We confirmed the System Customizer screenshot-read claim empirically by creating a service principal with only the System Customizer role assigned (no System Administrator, no other roles), authenticating via OAuth2 client credentials, and reading screenshots created by a different user (the original maker). The SHA-256 of one downloaded binary matched the SHA-256 of the same file the original maker downloaded – bit-for-bit. The privilege table is the authoritative source; runtime enforcement matches it as expected.

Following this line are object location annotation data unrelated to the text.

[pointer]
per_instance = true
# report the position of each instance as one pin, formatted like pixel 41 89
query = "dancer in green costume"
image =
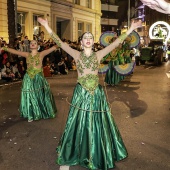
pixel 91 138
pixel 37 101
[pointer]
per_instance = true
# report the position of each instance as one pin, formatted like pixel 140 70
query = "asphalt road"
pixel 140 107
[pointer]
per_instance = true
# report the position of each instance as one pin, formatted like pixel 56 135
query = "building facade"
pixel 68 18
pixel 109 19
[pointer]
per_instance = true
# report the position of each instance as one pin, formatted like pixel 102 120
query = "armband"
pixel 5 48
pixel 123 36
pixel 56 39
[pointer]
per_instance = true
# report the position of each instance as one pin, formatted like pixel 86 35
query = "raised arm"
pixel 48 51
pixel 56 39
pixel 158 5
pixel 10 50
pixel 119 40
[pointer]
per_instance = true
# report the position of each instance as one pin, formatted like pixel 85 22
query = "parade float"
pixel 159 34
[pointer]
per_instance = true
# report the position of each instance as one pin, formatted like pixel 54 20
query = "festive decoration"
pixel 133 39
pixel 103 68
pixel 125 69
pixel 160 30
pixel 106 38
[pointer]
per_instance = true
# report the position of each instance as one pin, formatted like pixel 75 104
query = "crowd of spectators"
pixel 13 67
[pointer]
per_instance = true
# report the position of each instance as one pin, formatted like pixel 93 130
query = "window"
pixel 76 2
pixel 88 3
pixel 88 27
pixel 80 29
pixel 21 23
pixel 36 25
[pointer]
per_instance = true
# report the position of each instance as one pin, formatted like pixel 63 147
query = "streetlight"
pixel 128 13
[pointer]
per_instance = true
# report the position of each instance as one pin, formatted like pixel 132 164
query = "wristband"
pixel 123 36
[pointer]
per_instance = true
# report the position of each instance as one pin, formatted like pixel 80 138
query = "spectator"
pixel 7 73
pixel 16 71
pixel 21 69
pixel 62 67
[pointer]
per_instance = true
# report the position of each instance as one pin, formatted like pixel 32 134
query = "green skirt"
pixel 91 138
pixel 37 101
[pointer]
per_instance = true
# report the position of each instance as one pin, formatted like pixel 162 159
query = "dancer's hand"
pixel 158 5
pixel 135 24
pixel 42 21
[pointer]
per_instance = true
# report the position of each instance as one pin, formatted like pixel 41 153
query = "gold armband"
pixel 123 36
pixel 56 39
pixel 5 48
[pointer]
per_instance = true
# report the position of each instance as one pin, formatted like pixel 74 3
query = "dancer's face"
pixel 33 44
pixel 87 40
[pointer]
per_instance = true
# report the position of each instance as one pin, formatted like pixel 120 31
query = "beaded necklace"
pixel 87 62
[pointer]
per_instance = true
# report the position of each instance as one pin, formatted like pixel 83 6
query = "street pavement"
pixel 140 106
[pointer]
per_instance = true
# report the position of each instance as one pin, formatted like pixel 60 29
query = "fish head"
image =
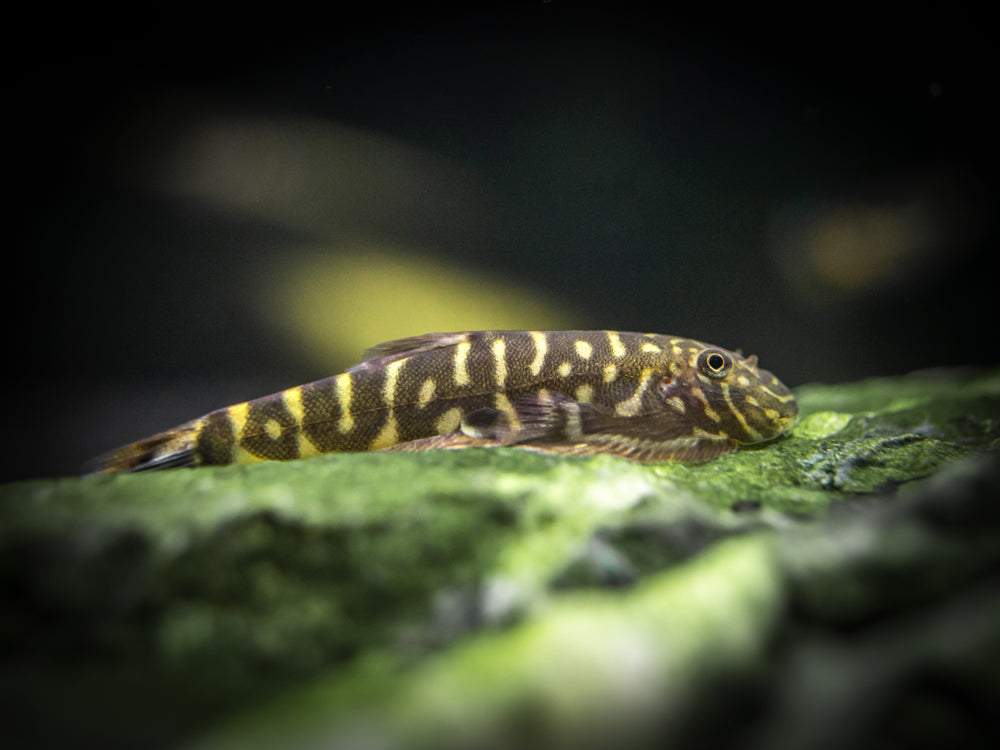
pixel 740 400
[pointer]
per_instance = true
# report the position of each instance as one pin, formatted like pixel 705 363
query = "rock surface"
pixel 836 588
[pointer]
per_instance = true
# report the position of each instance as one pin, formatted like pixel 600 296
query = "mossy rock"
pixel 810 592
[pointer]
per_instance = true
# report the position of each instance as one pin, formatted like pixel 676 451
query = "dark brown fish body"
pixel 645 397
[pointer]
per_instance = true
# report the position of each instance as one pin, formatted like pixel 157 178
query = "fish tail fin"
pixel 166 450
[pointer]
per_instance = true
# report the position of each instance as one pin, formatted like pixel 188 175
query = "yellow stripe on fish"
pixel 644 397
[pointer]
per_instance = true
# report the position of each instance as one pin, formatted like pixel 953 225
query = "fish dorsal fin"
pixel 389 351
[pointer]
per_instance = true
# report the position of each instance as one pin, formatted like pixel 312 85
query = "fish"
pixel 644 397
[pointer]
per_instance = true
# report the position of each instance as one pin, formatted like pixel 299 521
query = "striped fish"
pixel 644 397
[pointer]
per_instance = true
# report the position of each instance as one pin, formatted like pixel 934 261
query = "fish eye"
pixel 714 363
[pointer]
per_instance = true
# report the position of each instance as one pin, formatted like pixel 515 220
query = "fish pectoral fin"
pixel 389 351
pixel 555 423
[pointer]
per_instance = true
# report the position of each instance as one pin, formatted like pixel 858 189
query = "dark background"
pixel 819 191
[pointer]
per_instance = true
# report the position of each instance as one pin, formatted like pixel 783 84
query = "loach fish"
pixel 644 397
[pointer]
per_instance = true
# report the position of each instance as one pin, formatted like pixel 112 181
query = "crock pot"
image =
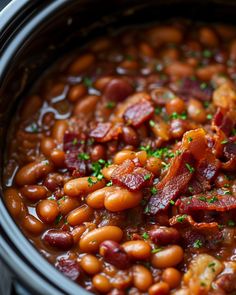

The entity has 40 attributes; none are retention/expiration/TTL fields, so per-record automatic cleanup isn’t built into the table schema. We did not find a retention setting in the Copilot Studio maker UI for screenshots. Admins can use generic Dataverse Bulk Delete jobs from the Power Platform Admin Center to schedule cleanup against the flowsessionbinaries table, or call DELETE /flowsessionbinaries({id}) against the Web API directly (we verified the endpoint returns HTTP 204). There is no Copilot Studio-specific UI surface for this.

The transcript batch lag and what it lets you do

Conversation transcripts land in Dataverse on a fixed ~30-minute batch.

Across 10 transcripts spanning two days, the lag from SessionInfo.endTimeUtc to Dataverse createdon measured mean 30.1 minutes, range 29.8 – 30.3 minutes. The narrow range across runs suggests transcripts are processed on a scheduled job rather than streamed in real-time.

For defenders this constrains incident-response: you cannot grep transcripts in real time. For API-driven testing it constrains test cadence: design loops around the 30-minute window, not faster.

For an attacker it has the opposite effect – any malicious content delivered via the supply chain channels we described above will not appear in tenant transcript search for half an hour. Combined with markdown URL rendering and no UI source attribution, the in-the-moment user experience and the after-the-fact audit experience are decoupled.

Connected subagents are stored as botcomponents inside the parent

The “subagent” is not a separate bot – it’s a piece of the parent’s configuration.

When a maker adds a Connected Agent to a parent in Copilot Studio, the subagent is stored as a botcomponent record inside the parent’s collection. The botcomponent has:

kind: AgentDialog
beginDialog.kind: OnToolSelected (a trigger kind we did not see in any of the 75 system topics we inventoried)
settings.instructions containing the verbatim text the subagent emits when invoked
_parentbotid_value pointing at the parent bot

There is no separate Bot entity for the subagent. No separate Entra service principal. No separate identity. The subagent exists only as a piece of the parent’s configuration.

This is materially different from how the platform’s documentation talks about Connected Agents. The docs describe child agents as having “own orchestration” with a “separate 128-tool budget” – which is true at the orchestration layer. But at the identity and storage layer, the subagent is part of the parent.

Privilege implications follow. prvReadbotcomponent (read on subagent records, among other components) is granted to Environment Maker at User-depth only – meaning a maker can read their own subagent botcomponent records but not other makers’ records. System Customizer and Support User have Global-depth read.

So a co-maker who adds a subagent to a shared parent agent owns the new botcomponent record. Other Environment-Maker-only co-makers on the same parent cannot read the new subagent’s settings.instructions field via their default role. Only elevated roles can audit across owners.

In practical terms: in a multi-maker environment, a maker can add a subagent to a parent agent built by another team, and the other team’s makers (with only the default Environment Maker role) will not be able to see what that subagent actually says when it runs. The orchestrator can route to it, the agent can emit its output to users, and the parent’s owner has no way to read the configuration unless they hold System Customizer, Support User, or higher.

MCP servers receive tenant metadata on every connection

Every MCP initialize request from Copilot Studio sends a structured set of tenant identifiers to the server.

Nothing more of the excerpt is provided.